Folwell-Turipa began sculpting traditional blackware and redware pottery as a child, a skill that was passed from generation to generation in her family. Today she creates clay pottery, along with traditional and contemporary ceramics, that she said often touch politics and social issues.
“I advocate for females and the injustices of almost anyone,” she said. “It’s whatever I consider to be really important at the moment—a child being abused, racial slurs… it doesn’t matter. There comes a point in life when you just have to stand up for your right, the rights of your children, and the generations of the unborn.”
Folwell-Turipa was the first female potter ever to win Best of Show at the Santa Fe Indian Market, and her expressive work has set a new precedent for Pueblo pottery, said colleague and friend Bruce Bernstein. “Jody’s legacy is honest, authentic and genuine—it is what she lives and molds in her pottery every day,” he said.
Here, Folwell-Turipa talks about the importance of family, what inspires her, and how she finds a balance in the old and the new.
1. The tradition of pottery-making has been passed down to you through multiple generations. How does that inform your work?
You’re looking at generations—not just one or two—but an endless amount of generations that have made pottery. Pottery shards that you may find today may have come from the 1200s or 1300s, perhaps even earlier. When you come from a culture that is so rich, it is almost a part of who you are and you cannot break away from that. That’s life.
2. You have talked about finding a balance between traditional and contemporary art. How have you found that balance and why is it important to you?
You would think contemporary work and style would keep my interest. But I find as I go through some of the archeological pieces that different museums have, that it is the most exciting thing in the world to see pieces made in the 1200s or 1700s. And you can you imagine how someone was able to see how this dirt in the ground could be made into a pot. This is so magical, to me. It is so incredible that these people were able to find this means of being able to do it for religious purposes—for purposeful reasons or just to be creative.
3. You serve as an Indian Market judge. What is your motivation to continue judging and what kind of art do you see that inspires you?
At Indian Market, there is such a varied amount of art there and so much to see. Whatever anybody does, I feel that there is a great deal of pride in whatever they do. I may not like it or the next person may not like it, but it’s so much a representation of themselves—of where they come from. It doesn’t matter how you look at any piece of art; it has to represent some sort of history for that person. Either culturally or from the present, something has had to impact them to be able to do that.
4. When did you decide to become an artist and what has inspired you since?

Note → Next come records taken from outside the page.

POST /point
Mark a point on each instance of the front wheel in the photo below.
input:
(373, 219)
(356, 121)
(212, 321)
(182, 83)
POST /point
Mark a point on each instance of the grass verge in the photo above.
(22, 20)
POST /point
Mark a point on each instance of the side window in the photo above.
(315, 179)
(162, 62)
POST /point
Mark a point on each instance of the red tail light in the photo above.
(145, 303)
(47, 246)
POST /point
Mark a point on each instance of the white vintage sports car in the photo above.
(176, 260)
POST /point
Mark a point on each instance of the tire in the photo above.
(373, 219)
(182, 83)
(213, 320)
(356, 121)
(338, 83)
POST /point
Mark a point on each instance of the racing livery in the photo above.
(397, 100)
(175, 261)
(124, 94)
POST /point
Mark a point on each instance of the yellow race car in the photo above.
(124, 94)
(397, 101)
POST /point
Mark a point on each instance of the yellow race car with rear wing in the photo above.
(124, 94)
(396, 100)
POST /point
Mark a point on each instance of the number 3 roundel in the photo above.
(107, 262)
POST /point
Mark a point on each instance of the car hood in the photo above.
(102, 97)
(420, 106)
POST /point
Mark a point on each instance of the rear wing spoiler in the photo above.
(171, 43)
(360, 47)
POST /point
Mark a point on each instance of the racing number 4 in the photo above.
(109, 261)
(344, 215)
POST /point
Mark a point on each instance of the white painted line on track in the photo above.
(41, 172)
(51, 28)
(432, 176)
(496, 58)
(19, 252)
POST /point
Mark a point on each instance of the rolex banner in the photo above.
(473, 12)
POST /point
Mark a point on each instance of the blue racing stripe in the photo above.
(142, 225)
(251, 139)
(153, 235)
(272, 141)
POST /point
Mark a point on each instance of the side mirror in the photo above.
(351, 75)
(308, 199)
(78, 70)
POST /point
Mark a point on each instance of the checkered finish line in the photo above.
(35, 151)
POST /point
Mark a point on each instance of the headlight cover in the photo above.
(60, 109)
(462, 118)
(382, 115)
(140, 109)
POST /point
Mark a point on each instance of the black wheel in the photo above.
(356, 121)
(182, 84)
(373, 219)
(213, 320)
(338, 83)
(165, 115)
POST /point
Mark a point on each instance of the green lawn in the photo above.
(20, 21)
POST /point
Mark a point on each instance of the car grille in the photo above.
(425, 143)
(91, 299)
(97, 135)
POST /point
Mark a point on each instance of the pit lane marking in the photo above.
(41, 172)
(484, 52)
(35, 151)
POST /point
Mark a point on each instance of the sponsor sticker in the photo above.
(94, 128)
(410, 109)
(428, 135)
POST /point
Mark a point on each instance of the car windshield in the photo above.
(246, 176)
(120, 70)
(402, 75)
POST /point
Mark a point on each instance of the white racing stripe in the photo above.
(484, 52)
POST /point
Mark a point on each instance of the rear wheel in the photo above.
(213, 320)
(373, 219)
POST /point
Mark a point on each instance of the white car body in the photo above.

I come from a pottery culture. My great grandmother helped raise all of my mother’s 10 children. She made pottery and she made pots to be used, not to be sold. We helped with the wood, with picking up horse or cow material or whatever materials she needed, to fire the pots. The respect for the clay itself is immense because that is what feeds a lot of people here in this village. In a strange way, it gives the pot family unity and of course, cultural unity.
There isn’t just one moment that has inspired me. It is everything always. Everything I see and do is exciting. When people talk to me, or when I see things that are so incredible, my mind starts working and I start thinking, “What can I do?”